Data pencapaian stok tersebut disampaikan saat Direktur Utama Perum BULOG, Ahmad Rizal Ramdhani, menerima kunjungan Menteri Pertanian Andi Amran Sulaiman di Komplek Pergudangan Banjarkemantren, Surabaya, Jawa Timur. Dilansir dari Detik Finance, peninjauan ini bertujuan memastikan kondisi langsung Cadangan Pangan Pemerintah (CPP) di lapangan.
Ahmad Rizal Ramdhani menegaskan bahwa posisi stok pangan saat ini berada pada kondisi yang sangat aman dan kuat. Pihaknya berkomitmen untuk menjaga prinsip akuntabilitas dalam pengelolaan komoditas pokok tersebut.
"Kunjungan ini menjadi bagian dari komitmen kami untuk memastikan transparansi dan akuntabilitas dalam pengelolaan stok pangan nasional. Kami membuka ruang seluas-luasnya bagi publik untuk melihat langsung kondisi di lapangan," kata Ahmad Rizal, Direktur Utama Perum BULOG.

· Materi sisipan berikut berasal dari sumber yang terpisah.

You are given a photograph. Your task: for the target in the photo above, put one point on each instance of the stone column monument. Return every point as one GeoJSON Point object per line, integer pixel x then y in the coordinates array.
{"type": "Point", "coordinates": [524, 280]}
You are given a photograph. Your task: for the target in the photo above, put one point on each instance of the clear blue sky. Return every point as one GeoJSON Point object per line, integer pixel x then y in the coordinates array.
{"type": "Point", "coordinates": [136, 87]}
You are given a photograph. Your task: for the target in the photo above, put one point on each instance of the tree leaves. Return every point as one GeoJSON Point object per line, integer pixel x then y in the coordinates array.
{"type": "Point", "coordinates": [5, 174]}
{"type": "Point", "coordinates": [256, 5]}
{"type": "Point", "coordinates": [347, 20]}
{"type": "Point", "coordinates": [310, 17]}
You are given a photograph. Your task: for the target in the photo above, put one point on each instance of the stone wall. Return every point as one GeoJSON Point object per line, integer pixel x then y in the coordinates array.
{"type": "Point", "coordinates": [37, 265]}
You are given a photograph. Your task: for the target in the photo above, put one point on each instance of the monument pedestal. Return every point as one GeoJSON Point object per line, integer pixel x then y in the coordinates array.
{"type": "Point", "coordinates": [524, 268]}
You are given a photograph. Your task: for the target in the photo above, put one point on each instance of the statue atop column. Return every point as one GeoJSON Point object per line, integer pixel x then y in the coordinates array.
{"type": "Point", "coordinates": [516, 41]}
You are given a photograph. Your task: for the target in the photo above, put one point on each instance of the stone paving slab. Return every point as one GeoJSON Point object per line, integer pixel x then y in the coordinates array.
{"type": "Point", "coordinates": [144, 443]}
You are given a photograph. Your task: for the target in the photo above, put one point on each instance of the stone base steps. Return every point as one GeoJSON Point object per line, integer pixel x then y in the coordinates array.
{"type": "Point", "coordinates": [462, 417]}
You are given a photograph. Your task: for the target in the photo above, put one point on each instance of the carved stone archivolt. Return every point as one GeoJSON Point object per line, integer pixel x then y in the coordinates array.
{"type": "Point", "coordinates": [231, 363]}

Keterbukaan informasi mengenai ketersediaan cadangan pangan ini diharapkan dapat memberikan kepastian bagi masyarakat mengenai pasokan beras di pasar. Pengelolaan yang profesional menjadi fokus utama BULOG dalam menjaga stabilitas harga dan pasokan.
Menteri Pertanian Andi Amran Sulaiman memberikan apresiasi terhadap transparansi data yang ditunjukkan oleh pihak BULOG. Ia menekankan pentingnya pelibatan berbagai elemen masyarakat dalam proses pengawasan data pangan.

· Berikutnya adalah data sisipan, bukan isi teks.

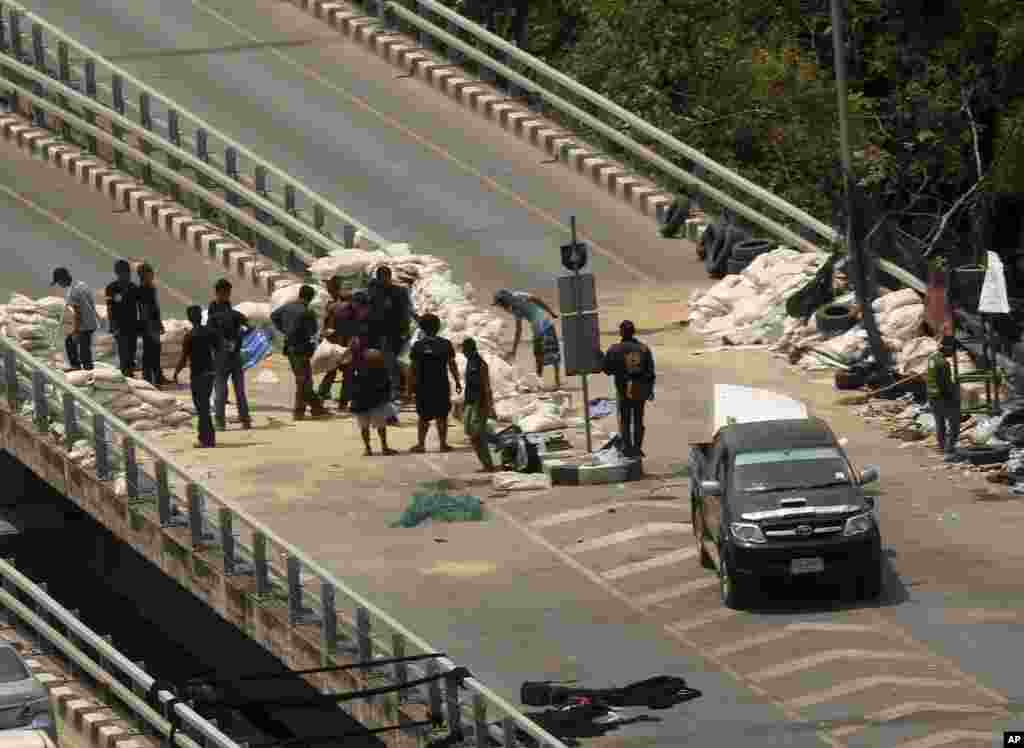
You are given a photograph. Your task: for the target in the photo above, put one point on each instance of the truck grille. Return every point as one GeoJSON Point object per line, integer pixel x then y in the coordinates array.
{"type": "Point", "coordinates": [806, 529]}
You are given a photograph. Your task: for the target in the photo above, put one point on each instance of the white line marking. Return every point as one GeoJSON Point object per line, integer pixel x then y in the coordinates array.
{"type": "Point", "coordinates": [666, 559]}
{"type": "Point", "coordinates": [588, 511]}
{"type": "Point", "coordinates": [679, 590]}
{"type": "Point", "coordinates": [950, 736]}
{"type": "Point", "coordinates": [821, 658]}
{"type": "Point", "coordinates": [641, 531]}
{"type": "Point", "coordinates": [858, 684]}
{"type": "Point", "coordinates": [713, 617]}
{"type": "Point", "coordinates": [791, 629]}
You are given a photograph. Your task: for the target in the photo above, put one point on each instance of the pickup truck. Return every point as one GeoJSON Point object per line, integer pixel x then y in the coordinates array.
{"type": "Point", "coordinates": [779, 498]}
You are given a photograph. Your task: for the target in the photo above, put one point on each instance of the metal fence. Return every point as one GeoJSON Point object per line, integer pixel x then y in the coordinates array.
{"type": "Point", "coordinates": [284, 575]}
{"type": "Point", "coordinates": [95, 658]}
{"type": "Point", "coordinates": [288, 220]}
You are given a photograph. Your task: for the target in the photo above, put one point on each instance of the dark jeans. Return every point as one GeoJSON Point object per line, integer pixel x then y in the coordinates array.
{"type": "Point", "coordinates": [230, 368]}
{"type": "Point", "coordinates": [631, 423]}
{"type": "Point", "coordinates": [127, 348]}
{"type": "Point", "coordinates": [152, 371]}
{"type": "Point", "coordinates": [78, 346]}
{"type": "Point", "coordinates": [202, 386]}
{"type": "Point", "coordinates": [947, 423]}
{"type": "Point", "coordinates": [304, 393]}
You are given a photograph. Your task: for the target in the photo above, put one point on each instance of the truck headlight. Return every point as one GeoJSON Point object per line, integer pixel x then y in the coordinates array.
{"type": "Point", "coordinates": [858, 525]}
{"type": "Point", "coordinates": [747, 533]}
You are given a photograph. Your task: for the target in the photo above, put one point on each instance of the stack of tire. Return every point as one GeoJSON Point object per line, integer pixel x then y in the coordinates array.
{"type": "Point", "coordinates": [727, 250]}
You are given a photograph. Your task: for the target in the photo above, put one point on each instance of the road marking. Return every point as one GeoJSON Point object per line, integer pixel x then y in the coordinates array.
{"type": "Point", "coordinates": [363, 104]}
{"type": "Point", "coordinates": [714, 617]}
{"type": "Point", "coordinates": [915, 707]}
{"type": "Point", "coordinates": [790, 630]}
{"type": "Point", "coordinates": [950, 736]}
{"type": "Point", "coordinates": [821, 658]}
{"type": "Point", "coordinates": [88, 239]}
{"type": "Point", "coordinates": [679, 590]}
{"type": "Point", "coordinates": [588, 511]}
{"type": "Point", "coordinates": [858, 684]}
{"type": "Point", "coordinates": [641, 531]}
{"type": "Point", "coordinates": [666, 559]}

"Saya melihat langsung bagaimana BULOG bekerja dengan transparan. Ini penting untuk membangun kepercayaan publik, karena ada cross check dari berbagai unsur masyarakat," ungkap Andi Amran Sulaiman, Menteri Pertanian.

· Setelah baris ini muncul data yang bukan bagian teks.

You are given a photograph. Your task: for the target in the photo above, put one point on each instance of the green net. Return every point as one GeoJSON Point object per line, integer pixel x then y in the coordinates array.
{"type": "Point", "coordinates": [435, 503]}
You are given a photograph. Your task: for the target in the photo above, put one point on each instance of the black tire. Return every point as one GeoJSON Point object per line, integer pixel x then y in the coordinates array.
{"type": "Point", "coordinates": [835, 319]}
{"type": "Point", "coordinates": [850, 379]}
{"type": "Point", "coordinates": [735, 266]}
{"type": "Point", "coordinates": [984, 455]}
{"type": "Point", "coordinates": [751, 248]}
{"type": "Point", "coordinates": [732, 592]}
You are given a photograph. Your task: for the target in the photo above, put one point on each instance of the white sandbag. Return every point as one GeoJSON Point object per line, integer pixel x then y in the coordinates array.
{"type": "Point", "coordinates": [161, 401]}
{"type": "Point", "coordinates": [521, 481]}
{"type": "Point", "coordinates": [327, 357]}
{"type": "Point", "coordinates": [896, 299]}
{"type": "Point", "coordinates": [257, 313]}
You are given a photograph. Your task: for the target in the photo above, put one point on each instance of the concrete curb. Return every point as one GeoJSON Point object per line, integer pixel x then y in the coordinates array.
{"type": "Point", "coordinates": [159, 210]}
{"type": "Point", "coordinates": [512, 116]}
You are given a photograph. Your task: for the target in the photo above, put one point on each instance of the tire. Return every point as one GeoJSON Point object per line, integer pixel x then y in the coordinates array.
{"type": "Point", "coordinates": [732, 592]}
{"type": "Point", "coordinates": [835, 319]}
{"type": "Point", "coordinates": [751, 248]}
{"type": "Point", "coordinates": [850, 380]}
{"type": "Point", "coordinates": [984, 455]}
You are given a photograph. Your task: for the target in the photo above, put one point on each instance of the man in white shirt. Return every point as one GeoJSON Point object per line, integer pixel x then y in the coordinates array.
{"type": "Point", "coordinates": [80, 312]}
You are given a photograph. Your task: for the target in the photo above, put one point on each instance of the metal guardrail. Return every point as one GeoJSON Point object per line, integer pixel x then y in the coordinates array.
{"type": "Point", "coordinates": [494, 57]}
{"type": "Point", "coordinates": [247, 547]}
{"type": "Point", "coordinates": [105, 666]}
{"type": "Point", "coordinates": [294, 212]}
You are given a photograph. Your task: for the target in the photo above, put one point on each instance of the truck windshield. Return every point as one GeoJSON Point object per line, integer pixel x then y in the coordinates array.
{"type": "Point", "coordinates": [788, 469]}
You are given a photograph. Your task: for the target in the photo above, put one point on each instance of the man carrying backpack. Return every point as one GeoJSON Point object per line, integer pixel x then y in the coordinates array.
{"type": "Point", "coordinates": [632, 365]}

Pemerintah kini fokus memperkuat langkah antisipasi terhadap tantangan iklim, termasuk fenomena El Nino yang berpotensi mengganggu produksi pertanian. Strategi yang dijalankan meliputi perbaikan sistem irigasi dan penguatan berbagai program strategis untuk menjaga kedaulatan pangan nasional.